Enterprise & Industry

Nvidia wants to own your AI data center from end to end

Nvidia's new inference rack uses Groq IP to slash latency and boost AI data center efficiency with a full-stack pitch.

Deep Dive

Nvidia used its GTC conference to make a bold, full-stack play for the AI data center. CEO Jensen Huang announced the LPX rack, a new inference system available later this year that combines the company's Rubin GPUs with the Nvidia Groq 3 LPU—a chip based on intellectual property licensed from AI startup Groq in a $20 billion deal. The core innovation is the LPU's 500MB of on-chip SRAM, which can store large language model weights and the intermediate KV cache. This design minimizes the need for GPUs to fetch data from slower, off-chip DRAM, dramatically cutting latency. Nvidia's Ian Buck stated this could turn "day-long queries" into results in "less than an hour."

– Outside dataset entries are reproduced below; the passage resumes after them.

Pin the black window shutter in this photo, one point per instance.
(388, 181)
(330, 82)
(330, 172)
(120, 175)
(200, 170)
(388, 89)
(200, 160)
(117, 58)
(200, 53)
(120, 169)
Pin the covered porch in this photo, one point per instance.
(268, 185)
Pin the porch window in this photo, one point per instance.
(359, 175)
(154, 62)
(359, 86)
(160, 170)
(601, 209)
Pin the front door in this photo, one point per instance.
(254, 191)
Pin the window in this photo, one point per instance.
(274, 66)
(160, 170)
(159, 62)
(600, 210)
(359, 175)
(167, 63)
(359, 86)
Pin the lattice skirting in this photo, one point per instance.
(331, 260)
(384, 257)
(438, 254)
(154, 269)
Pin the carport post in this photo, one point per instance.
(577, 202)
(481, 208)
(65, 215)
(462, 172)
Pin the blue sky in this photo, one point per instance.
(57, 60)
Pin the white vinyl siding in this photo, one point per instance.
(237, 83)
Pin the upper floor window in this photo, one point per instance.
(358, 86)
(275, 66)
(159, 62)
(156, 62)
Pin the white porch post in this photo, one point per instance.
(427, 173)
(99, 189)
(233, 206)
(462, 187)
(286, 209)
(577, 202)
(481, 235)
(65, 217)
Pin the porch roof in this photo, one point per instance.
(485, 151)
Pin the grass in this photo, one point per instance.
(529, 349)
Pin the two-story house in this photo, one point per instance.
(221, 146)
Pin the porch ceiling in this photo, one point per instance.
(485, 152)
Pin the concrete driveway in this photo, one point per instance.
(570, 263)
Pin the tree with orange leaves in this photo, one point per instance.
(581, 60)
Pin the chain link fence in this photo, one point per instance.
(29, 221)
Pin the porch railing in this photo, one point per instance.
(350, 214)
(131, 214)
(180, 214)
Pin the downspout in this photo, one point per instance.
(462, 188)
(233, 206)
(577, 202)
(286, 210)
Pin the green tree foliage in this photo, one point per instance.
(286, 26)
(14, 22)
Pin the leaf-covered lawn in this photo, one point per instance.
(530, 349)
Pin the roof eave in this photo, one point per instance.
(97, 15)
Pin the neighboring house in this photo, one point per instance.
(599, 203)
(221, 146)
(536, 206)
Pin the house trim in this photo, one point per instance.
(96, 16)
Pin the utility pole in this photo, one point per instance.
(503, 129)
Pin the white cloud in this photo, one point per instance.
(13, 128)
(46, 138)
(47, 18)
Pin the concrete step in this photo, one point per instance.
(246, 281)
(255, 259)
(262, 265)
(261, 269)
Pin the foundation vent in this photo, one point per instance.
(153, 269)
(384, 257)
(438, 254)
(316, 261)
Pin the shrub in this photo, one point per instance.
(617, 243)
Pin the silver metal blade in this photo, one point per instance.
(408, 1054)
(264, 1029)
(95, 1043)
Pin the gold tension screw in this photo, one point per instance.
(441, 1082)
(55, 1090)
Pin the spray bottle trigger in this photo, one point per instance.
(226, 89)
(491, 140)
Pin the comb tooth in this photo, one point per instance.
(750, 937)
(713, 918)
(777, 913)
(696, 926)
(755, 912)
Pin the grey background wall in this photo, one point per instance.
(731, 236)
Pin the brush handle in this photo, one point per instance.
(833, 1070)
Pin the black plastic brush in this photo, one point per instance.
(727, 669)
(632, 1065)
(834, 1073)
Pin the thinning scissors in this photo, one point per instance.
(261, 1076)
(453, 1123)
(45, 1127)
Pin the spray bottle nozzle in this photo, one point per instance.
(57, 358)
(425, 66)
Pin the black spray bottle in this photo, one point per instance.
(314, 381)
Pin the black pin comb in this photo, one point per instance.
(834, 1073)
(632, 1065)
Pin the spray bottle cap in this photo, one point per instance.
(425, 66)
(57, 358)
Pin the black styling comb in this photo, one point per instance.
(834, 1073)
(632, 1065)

The move is framed as an economic imperative. Nvidia presented data showing the LPU's memory access uses just one-third of a picojoule of energy per bit, compared to a GPU's 6 picojoules for DRAM access. In a concrete example, Buck claimed the LPX rack could process 500,000 tokens per second for $45 per million tokens, delivering 35 times as many tokens per second per megawatt of power. This efficiency, Nvidia argues, leads to a 10-fold increase in potential revenue per second per megawatt for AI service providers. The LPX is the hardware embodiment of Huang's broader pitch: that buying Nvidia's complete stack—from Vera CPUs and Rubin GPUs to inference racks and software—offers superior performance and economics, aiming to own the entire AI infrastructure lifecycle.

Key Points
  • Nvidia unveiled the LPX inference rack, integrating the new Nvidia Groq 3 LPU (based on $20B Groq IP) with Rubin GPUs.
  • The LPU's 500MB of on-chip SRAM holds model weights, cutting DRAM access and slashing latency for queries from days to under an hour.
  • Nvidia claims the system delivers 35x more tokens/sec/megawatt and a 10x revenue/sec/megawatt increase, pushing its full-stack data center vision.

Why It Matters

This move could lock in AI infrastructure economics, making Nvidia's integrated stack the default for cost and performance in large-scale AI deployment.